I'm graduating my 5th high schooler this year without a smart phone (they get a dumb phone when they start driving). Not one of my young adult kids have said anything whatsoever about regretting that. Stay the course, it's worth it.
Thank you for this. It is a lonely job to be a “no phone parent”, so good to hear someone else is going through the same.
I wanted to ask how do you deal with kids’ friends bringing phones/ tablets/consoles over or your kids playing on those devices when visiting friends house ?
It is inspiring to read about other parents who are standing strong on the issue of teens and smartphones. Instead of paddling upstream, I see it as simply stepping out of the current; opting out of the cultural trend of our time. Thank you for your writing on this vital issue!
We've been swimming against the current (or stepping out of it as Shannon said above 👍🏻) almost since our kids were born--and each year as we learn more we do more things that are countercultural. I can't say it gets easier, but we get more hardened to it I guess. Appreciate all you've shared here--very helpful insights. Here's to being early adopters. (And also being very convicted about my own technology use--going to really dial it back as a test run over the summer).
My husband and I are also stepping out of the current with our almost four year old and it feels right for us. I like the phrase "in our family, we do..." to explain why we don't have tablets or let him use our phone. Hopefully we are modeling for him and others around us.
I'm glad your son's English teacher spoke up. I wish our children weren't burdened by this issue. One thing I've run into with my almost 15-year-old son, who has a standard Gabb phone (no Internet/social media/games/group texting/media sharing), is that when I've said that he can tell his friends that I'm to blame for him not having a smartphone or group texting or Snapchat, he's responded that he won't do it because that in itself is embarrassing for him. I hadn't originally anticipated his response, but now it makes sense to me that he'd feel that way. This likely isn't the experience of all teens in the same situation, but it may be for some, so I just wanted to mention that for parents who plan to avoid smartphones for their children.
I'm graduating my 5th high schooler this year without a smart phone (they get a dumb phone when they start driving). Not one of my young adult kids have said anything whatsoever about regretting that.
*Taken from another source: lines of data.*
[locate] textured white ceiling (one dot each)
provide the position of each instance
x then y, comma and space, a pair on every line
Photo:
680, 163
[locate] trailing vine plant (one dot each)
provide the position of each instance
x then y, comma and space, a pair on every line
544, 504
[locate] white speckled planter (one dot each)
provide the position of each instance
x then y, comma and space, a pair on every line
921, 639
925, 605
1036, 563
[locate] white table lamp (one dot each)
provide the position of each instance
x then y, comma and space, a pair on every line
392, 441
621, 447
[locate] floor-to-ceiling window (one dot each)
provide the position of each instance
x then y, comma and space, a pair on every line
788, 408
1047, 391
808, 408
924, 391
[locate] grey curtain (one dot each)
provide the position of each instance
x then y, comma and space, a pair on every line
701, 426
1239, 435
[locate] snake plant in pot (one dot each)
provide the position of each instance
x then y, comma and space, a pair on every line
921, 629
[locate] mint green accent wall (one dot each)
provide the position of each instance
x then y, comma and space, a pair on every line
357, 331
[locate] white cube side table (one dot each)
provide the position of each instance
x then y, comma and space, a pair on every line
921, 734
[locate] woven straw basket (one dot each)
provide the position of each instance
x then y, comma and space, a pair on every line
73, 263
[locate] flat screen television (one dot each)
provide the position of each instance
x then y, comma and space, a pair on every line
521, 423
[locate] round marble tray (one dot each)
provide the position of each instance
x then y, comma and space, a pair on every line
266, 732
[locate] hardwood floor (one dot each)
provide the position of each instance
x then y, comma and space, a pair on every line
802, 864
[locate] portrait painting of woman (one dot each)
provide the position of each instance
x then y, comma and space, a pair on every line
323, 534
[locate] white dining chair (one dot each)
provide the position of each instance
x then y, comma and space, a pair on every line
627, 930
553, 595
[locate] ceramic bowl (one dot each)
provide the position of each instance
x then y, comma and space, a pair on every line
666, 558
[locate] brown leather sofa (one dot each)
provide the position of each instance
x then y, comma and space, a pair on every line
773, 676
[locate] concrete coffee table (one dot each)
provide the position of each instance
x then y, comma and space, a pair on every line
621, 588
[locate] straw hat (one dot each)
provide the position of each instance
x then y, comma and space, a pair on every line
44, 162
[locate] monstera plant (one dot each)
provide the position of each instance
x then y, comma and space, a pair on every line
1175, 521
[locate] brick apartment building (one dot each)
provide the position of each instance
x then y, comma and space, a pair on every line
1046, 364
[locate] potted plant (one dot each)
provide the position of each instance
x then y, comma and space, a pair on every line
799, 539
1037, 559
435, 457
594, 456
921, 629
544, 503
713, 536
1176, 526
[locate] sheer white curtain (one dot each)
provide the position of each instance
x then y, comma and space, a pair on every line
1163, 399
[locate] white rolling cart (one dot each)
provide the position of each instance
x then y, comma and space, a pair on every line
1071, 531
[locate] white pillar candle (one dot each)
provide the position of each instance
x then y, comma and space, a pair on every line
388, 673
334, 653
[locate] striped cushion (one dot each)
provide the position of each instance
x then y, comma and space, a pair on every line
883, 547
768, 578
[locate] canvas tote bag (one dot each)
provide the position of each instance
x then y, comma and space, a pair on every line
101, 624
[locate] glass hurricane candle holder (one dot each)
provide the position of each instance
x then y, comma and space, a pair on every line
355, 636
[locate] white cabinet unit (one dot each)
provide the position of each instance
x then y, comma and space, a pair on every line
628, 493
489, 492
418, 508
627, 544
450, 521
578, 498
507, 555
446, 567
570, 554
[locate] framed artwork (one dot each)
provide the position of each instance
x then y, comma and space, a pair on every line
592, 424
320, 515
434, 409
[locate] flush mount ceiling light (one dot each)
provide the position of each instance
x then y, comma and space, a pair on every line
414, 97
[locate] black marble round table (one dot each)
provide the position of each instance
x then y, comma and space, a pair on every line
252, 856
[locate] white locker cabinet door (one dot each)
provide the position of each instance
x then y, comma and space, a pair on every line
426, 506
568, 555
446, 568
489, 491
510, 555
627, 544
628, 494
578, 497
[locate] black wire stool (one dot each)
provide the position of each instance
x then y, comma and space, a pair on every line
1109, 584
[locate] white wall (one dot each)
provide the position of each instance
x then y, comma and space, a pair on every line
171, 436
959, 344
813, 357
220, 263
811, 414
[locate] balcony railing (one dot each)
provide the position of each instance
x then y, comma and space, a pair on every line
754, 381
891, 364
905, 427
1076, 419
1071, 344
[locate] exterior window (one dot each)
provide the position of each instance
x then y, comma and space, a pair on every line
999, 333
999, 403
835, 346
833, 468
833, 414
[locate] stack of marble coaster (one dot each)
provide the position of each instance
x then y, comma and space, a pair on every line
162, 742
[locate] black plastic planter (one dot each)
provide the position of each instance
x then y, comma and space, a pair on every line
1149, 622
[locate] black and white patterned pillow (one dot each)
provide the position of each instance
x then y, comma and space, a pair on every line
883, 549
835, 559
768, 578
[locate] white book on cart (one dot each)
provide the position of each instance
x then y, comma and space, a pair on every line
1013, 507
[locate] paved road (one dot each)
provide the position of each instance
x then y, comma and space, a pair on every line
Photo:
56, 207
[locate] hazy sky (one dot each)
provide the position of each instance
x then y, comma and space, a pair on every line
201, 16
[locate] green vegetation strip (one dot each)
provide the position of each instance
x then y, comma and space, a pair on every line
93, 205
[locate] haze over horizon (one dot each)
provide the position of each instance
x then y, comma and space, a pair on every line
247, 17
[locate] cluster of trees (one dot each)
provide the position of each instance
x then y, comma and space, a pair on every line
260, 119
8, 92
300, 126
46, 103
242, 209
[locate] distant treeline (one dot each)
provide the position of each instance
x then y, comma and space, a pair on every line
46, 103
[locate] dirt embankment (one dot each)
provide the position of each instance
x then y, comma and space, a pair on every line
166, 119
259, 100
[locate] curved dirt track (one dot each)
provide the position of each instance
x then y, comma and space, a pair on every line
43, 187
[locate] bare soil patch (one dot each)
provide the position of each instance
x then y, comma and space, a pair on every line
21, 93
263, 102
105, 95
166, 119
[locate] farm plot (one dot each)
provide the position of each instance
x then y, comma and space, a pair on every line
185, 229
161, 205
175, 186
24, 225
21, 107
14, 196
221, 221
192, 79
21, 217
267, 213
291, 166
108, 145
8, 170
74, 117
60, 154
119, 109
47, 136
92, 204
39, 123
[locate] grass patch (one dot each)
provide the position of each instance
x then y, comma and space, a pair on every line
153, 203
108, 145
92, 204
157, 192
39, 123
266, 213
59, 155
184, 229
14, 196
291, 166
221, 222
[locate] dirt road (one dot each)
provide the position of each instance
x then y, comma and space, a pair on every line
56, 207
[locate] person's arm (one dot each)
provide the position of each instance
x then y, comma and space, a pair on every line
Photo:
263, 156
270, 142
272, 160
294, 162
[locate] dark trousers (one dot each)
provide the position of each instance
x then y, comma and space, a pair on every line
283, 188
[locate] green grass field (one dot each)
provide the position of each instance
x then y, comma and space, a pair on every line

Stay the course, it's worth it.
Thank you for this. It is a lonely job to be a “no phone parent”, so good to hear someone else is going through the same.
I wanted to ask how do you deal with kids’ friends bringing phones/ tablets/consoles over or your kids playing on those devices when visiting friends house ?
Hello Lina. Thanks for your comment. I wrote an article on how I deal with other kids' phones. You can read it here: https://katherinemartinko.substack.com/p/how-to-handle-other-kids-with-phones. Hope that helps!
Thank you, that was really helpful!
It is inspiring to read about other parents who are standing strong on the issue of teens and smartphones. Instead of paddling upstream, I see it as simply stepping out of the current; opting out of the cultural trend of our time. Thank you for your writing on this vital issue!
Thank you. I like that way of thinking about it—stepping out of the current. I'll keep that in mind.
We've been swimming against the current (or stepping out of it as Shannon said above 👍🏻) almost since our kids were born--and each year as we learn more we do more things that are countercultural. I can't say it gets easier, but we get more hardened to it I guess. Appreciate all you've shared here--very helpful insights. Here's to being early adopters. (And also being very convicted about my own technology use--going to really dial it back as a test run over the summer).
My husband and I are also stepping out of the current with our almost four year old and it feels right for us. I like the phrase "in our family, we do..." to explain why we don't have tablets or let him use our phone. Hopefully we are modeling for him and others around us.
I really like that. We say something similar to our 8 year old. "Different families have different rules, and that's okay".
I will definitely remember your phrasing as my son gets older, because I assume there will be more back and forth when he is 8!
I'm glad your son's English teacher spoke up. I wish our children weren't burdened by this issue. One thing I've run into with my almost 15-year-old son, who has a standard Gabb phone (no Internet/social media/games/group texting/media sharing), is that when I've said that he can tell his friends that I'm to blame for him not having a smartphone or group texting or Snapchat, he's responded that he won't do it because that in itself is embarrassing for him. I hadn't originally anticipated his response, but now it makes sense to me that he'd feel that way. This likely isn't the experience of all teens in the same situation, but it may be for some, so I just wanted to mention that for parents who plan to avoid smartphones for their children.